On le sait : George Frédéric Haendel, né le 23 février 1685, a été donné au monde il y a juste trois cents ans. La célébration de son anniversaire a cependant quelque peu été éclipsée par les commémorations consacrées à son « cadet », Jean Sébastien Bach, né la même année que lui, mais vingt-six jours plus tard. On serait naturellement tenté de comparer ces deux géants de la musique et, même à l'instar de certains audacieux, de les classer. Démarche vaine, croyons-nous, car à leur hauteur, il en va des individus comme des parallèles : ils ne se croisent qu'à l'infini.
Mieux vaut essayer de les saisir par rapport aux hommes pour qui ils ont vécu et qui, à leur tour, ont, de générations en générations, un peu vécu par eux. Et pour des raisons variées. Ainsi, de Haendel à Bach, c'est au premier que sont plutôt allées les faveurs des auditeurs juifs. Non que la valeur du cantor de Saint-Thomas à Leipzig fût en cause, mais la production, surtout vocale, du « Cher Saxon » présentait, par ses thèmes, de quoi flatter la sensibilité d'un public juif, voire de soulever son enthousiasme.
Car il n'est pas de compositeur qui, mieux que Haendel, ait su puiser dans le répertoire biblique de l' « Ancien » Testament et recréer, en des fresques sonores monumentales, l'épopée de la sortie d'Egypte, la tragédie de Samson, la gloire et la déchéance de Saül, la puissance de Salomon, le drame de Pourim, le triomphe de Judas Maccabée, le déchirement de Jephté, et nous en passons.
Le public juif de Londres du XVIIe siècle ne s'y est d'ailleurs pas trompé qui, constitué en bonne partie de « Portugais », descendants de Marranes ou récemment admis en Angleterre, formait déjà, à l'époque, un groupe social commençant à s'intégrer et soucieux de participer à la vie culturelle.

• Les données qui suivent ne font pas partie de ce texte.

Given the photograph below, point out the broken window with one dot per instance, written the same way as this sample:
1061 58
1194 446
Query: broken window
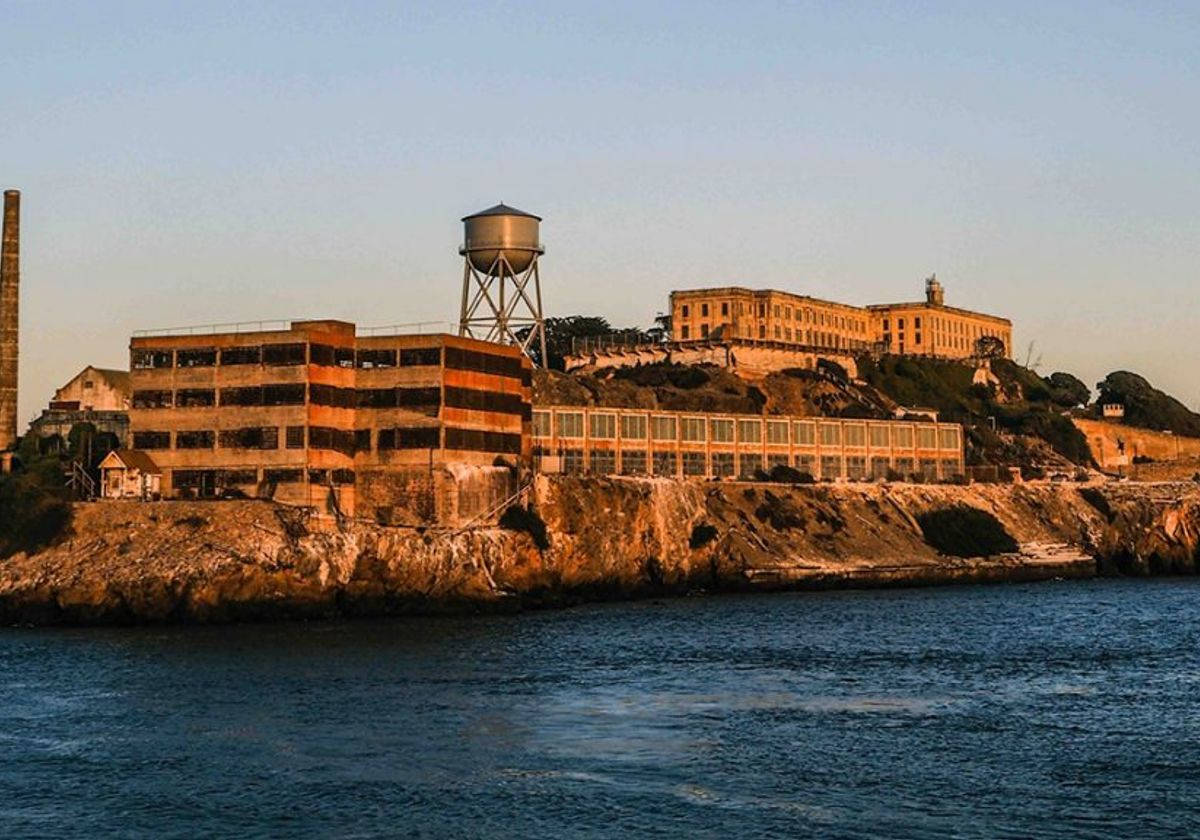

Il serait naturellement abusif de prétendre que les succès ou les échecs de Haendel dépendaient de la faveur des Israélites. Mais ils n'y étaient pas toujours étrangers. On n'en voudra pour preuve que cette explication attribuée au musicien par son librettiste Thomas Morell, au lendemain de l'échec de Théodora (1749) : « Les Juifs ne viendront pas comme pour Judas Maccabeus parce que c'est une histoire chrétienne, et les dames n'y viendront pas non plus parce que c'est une histoire vertueuse » (1).
Vraie, la boutade est plus que significative dans son contexte. Apocryphe, elle prend toute sa valeur au miroir des siècles et permet de comprendre pourquoi, par exemple, le fameux chœur n° 56 de Judas Maccabeus, « See the conquering hero comes », est devenu une sorte de hymne de Hannouca. Tout l'oratorio a d'ailleurs été traduit en hébreu et enregistré il y a quelques années.
Signalons, en guise de conclusion à ce survol, que viennent de sortir chez Deutsche Grammaphon (Archiv) de remarquables versions, parfois anciennes, des oratorios que nous avons évoqués. On trouve ainsi l'Israël in Egypt, le Saül, et le Judas Maccabeus de Charles Mackerras, le Samson de Karl Richter. Ajoutons l'imcomparable version complète de Solomon sous la baguette de John Eliot Gardiner (avec Carolyn Watkinson et Barbara Hendricks !), sortie chez Philips, et, last but not least, le premier enregistrement, à notre connaissance du moins, d'Esther, dirigé par Christopher Hogwood. Une œuvre de jeunesse de Haendel, mais d'autant plus remarquable que son livret se fonde, en bonne partie, sur la tragédie de Racine.
Chacun de ces oratorios appelle, on s'en doute, bien des commentaires. Nous nous emploierons probablement à les fournir à partir des prochains numéros.
(1) Jean-François Labié, George Frédéric Haendel, Paris, Robert Laffont, 1980, p. 318.